Olá, Amigas a Amigos.
Hoje veremos como é lamentável a miopia dos nossos formuladores de políticas públicas em diversos aspectos, e infelizmente acaba estendendo-se a muitos setores de nossa sociedade. A logística é uma delas, e no texto abaixo mostraremos os motivos disso.
Sejam muito bem vindos a mais um artigo da AF Trilhos do Rio.
Agradecemos a visita e desejamos a todos uma excelente leitura!
LOGÍSTICA NO RIO DE JANEIRO, POR QUE É TÃO RUIM?
FALTA DE INTEGRAÇÃO COM MINAS GERAIS
O estado do Rio de Janeiro é vizinho de Minas Gerais, um estado sem saída para o mar, com área territorial de 586.521,123 km2, um pouco maior que a área da Espanha, que é de 506.030 km². Por que então não existem projetos logísticos em nosso estado que contemplem uma integração logística com o estado de Minas Gerais, oferecendo nossos portos para escoamento da produção mineira?
Nossos governantes, ao formularem políticas para a área de logística, se comportam como se Minas Gerais não existisse, e isso é muito ruim, pois se entendessem isso conseguiriam trazer emprego e renda para a população tanto do Rio de Janeiro quanto Minas Gerais.
Vejam o quadro abaixo:
Localidade | Distância (Aproximada) | |
Leopoldina | Porto do Rio de Janeiro | 250 km |
Leopoldina | Porto de Santos | 650 km |
Qual a lógica do produtor de café e de outros produtos da zona da mata mineira, nos municípios do entorno de Leopoldina (como Muriaé, Carangola, Ponte Nova, Viçosa, Ubá, Cataguases, Além Paraíba) transportarem sua produção de café e de outros produtos até Santos-SP para exportação, podendo transportá-lo para algum porto do Rio de Janeiro? Viram a distância?

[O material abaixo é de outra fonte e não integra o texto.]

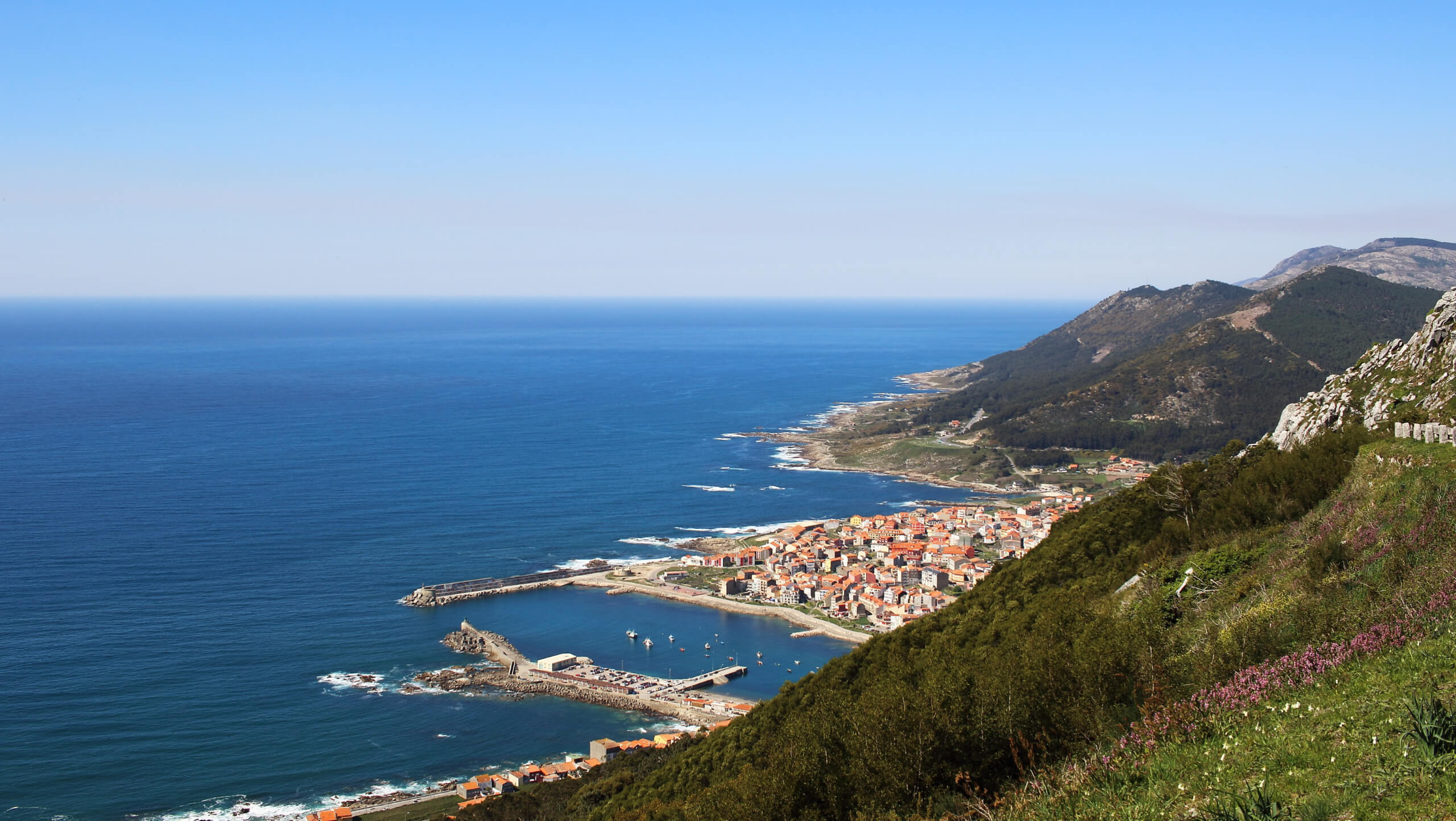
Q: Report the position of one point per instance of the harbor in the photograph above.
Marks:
(578, 677)
(435, 594)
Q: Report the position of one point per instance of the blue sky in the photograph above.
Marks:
(560, 149)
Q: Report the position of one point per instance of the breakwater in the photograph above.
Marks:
(433, 594)
(1429, 433)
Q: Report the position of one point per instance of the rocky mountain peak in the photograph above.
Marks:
(1408, 261)
(1410, 380)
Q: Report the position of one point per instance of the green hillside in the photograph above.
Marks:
(1218, 379)
(1053, 657)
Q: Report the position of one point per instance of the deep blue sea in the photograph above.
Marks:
(210, 510)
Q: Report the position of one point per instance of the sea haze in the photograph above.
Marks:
(212, 508)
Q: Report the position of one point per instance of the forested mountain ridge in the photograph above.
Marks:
(1408, 261)
(1404, 380)
(1222, 378)
(1127, 611)
(1095, 341)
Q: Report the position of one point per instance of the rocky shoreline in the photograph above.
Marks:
(513, 674)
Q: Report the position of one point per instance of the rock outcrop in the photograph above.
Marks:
(1407, 261)
(1410, 382)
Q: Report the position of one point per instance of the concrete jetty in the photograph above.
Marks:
(433, 594)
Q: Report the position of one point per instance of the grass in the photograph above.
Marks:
(1346, 747)
(424, 810)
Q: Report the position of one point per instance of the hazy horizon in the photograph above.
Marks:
(1041, 152)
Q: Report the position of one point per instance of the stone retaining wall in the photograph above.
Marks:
(1426, 433)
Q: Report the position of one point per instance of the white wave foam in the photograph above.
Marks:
(367, 682)
(752, 529)
(233, 806)
(789, 455)
(580, 564)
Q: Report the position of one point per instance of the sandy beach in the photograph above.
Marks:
(646, 583)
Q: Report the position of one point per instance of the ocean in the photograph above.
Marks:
(212, 508)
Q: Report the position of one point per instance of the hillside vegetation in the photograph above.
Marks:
(1053, 657)
(1408, 261)
(1218, 379)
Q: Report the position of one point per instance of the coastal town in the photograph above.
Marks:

O Sr. Ruy Barreto, já falecido, que foi durante anos o maior exportador de café do Rio de Janeiro, fazia a mesma pergunta. Ganhou muito dinheiro trazendo café para exportação pelo porto do Rio de Janeiro, pelos trilhos da E.F. Leopoldina. Inclusive, usando os trilhos da antiga E.F. Cantagalo.
Essa história é contada em detalhes em nossa postagem abaixo:
A ORIGEM DA E.F. LEOPOLDINA
A E.F. Leopoldina surge a partir do interesse de produtores de café da zona da mata em trazer esse produto destinado à exportação para o porto do Rio de Janeiro, o que naquela ocasião já era possível por navio ou por ferrovia, via Porto Novo do Cunha, cidade posteriormente rebatizada de Além Paraíba, sendo que era mais rápido por ferrovia do que por navio.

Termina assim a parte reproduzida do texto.